Les Productions de l'Imposture

The Rat: Excerpt (English)

The Rat

Eckhart King did not sleep, he lay on the wide bed his wife had chosen because it was the widest in the shop. It was also the most expensive one, featuring six motors, remote-controllable by two cable RC units, which alone cost as much as the bed Eckhart would have bought had he been alone as well. This bed had cost him three months of salary and ten years of sexual abstinence.

His wife would certainly have preferred an even wider bed, a bed that stretched right through the bedroom wall and into the dining room. She could have slept alone at last, away from her “stinking, snoring, husband”, as she enjoyed calling him, stinking of this nauseating mixture of sweat and sewer. At least this is what she persisted in smelling, though Eckhart had not been down in the sewers for a long time now and even when he used to, he had made sure he would shower better twice than once before he’d come home.

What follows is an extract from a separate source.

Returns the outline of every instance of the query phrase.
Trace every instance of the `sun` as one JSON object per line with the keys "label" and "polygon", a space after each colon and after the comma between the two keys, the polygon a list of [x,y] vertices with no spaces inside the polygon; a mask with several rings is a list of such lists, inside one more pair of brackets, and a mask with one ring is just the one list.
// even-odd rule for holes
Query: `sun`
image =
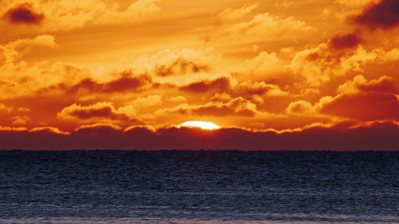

Unit 12 which he commanded had been called on emergency to unclog Drain 7, the one that runs under the Town Hall. The market place was now flooded with a murky tide so repulsive that no one was shopping or sitting inside the restaurants. And since Saturday is a wedding day, it was of utter importance that the drain should be free on the morrow. This is what his boss Ronald Träge had said. Later he had learned that a particularly famous couple was going to get married. Eckhart would have loved to see the great filmmaker and the great actress enjoy the pleasures of simple workers like him and walk in the shitty mud on the day of their wedding. But duty obliges, even in Public Service.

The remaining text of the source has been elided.